Co-authored-by: youkaichao <youkaichao@126.com>
Co-authored-by: Trinkle23897 <463003665@qq.com>
2020-07-26 18:01:21 +08:00

105 lines
4.3 KiB
Python

import gym
import numpy as np
from multiprocessing import connection
from typing import List, Tuple, Union, Optional, Callable, Any
from tianshou.env import SubprocVectorEnv
class AsyncVectorEnv(SubprocVectorEnv):
"""Vectorized asynchronous environment wrapper based on subprocess.
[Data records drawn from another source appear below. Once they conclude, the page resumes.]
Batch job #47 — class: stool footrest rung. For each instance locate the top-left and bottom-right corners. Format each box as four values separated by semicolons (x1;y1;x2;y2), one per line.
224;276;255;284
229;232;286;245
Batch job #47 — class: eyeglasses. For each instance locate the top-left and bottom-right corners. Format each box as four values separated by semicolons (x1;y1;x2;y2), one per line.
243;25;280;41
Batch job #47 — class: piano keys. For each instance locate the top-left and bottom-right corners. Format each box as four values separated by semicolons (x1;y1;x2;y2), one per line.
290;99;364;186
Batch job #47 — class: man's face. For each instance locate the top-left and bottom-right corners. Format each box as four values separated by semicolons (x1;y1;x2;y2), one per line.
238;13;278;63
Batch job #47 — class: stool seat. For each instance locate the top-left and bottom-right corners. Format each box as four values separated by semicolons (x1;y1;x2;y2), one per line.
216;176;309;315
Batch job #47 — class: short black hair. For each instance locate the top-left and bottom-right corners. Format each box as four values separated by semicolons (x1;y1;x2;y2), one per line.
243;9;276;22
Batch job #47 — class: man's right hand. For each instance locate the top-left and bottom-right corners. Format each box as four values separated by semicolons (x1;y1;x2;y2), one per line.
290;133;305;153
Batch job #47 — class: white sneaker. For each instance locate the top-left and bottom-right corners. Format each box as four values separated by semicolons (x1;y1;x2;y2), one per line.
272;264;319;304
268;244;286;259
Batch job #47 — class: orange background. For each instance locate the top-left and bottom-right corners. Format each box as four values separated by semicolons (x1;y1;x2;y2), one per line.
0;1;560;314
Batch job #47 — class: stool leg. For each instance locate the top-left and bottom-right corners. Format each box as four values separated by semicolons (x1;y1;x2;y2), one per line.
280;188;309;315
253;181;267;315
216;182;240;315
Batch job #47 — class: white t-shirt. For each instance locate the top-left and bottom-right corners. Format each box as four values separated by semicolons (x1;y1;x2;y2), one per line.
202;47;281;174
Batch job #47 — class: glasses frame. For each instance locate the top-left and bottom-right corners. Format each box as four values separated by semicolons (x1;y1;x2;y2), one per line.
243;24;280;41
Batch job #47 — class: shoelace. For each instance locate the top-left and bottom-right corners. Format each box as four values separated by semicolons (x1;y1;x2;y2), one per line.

:param wait_num: used in asynchronous simulation if the time cost of
``env.step`` varies with time and synchronously waiting for all
environments to finish a step is time-wasting. In that case, we can
return when ``wait_num`` environments finish a step and keep on
simulation in these environments. If ``None``, asynchronous simulation
is disabled; else, ``1 <= wait_num <= env_num``.
.. seealso::
Please refer to :class:`~tianshou.env.BaseVectorEnv` for more detailed
explanation.
"""
def __init__(self, env_fns: List[Callable[[], gym.Env]],
wait_num: Optional[int] = None) -> None:
super().__init__(env_fns)
self.wait_num = wait_num or len(env_fns)
assert 1 <= self.wait_num <= len(env_fns), \
f'wait_num should be in [1, {len(env_fns)}], but got {wait_num}'
self.waiting_conn = []
# environments in self.ready_id is actually ready
# but environments in self.waiting_id are just waiting when checked,
# and they may be ready now, but this is not known until we check it
# in the step() function
self.waiting_id = []
# all environments are ready in the beginning
self.ready_id = list(range(self.env_num))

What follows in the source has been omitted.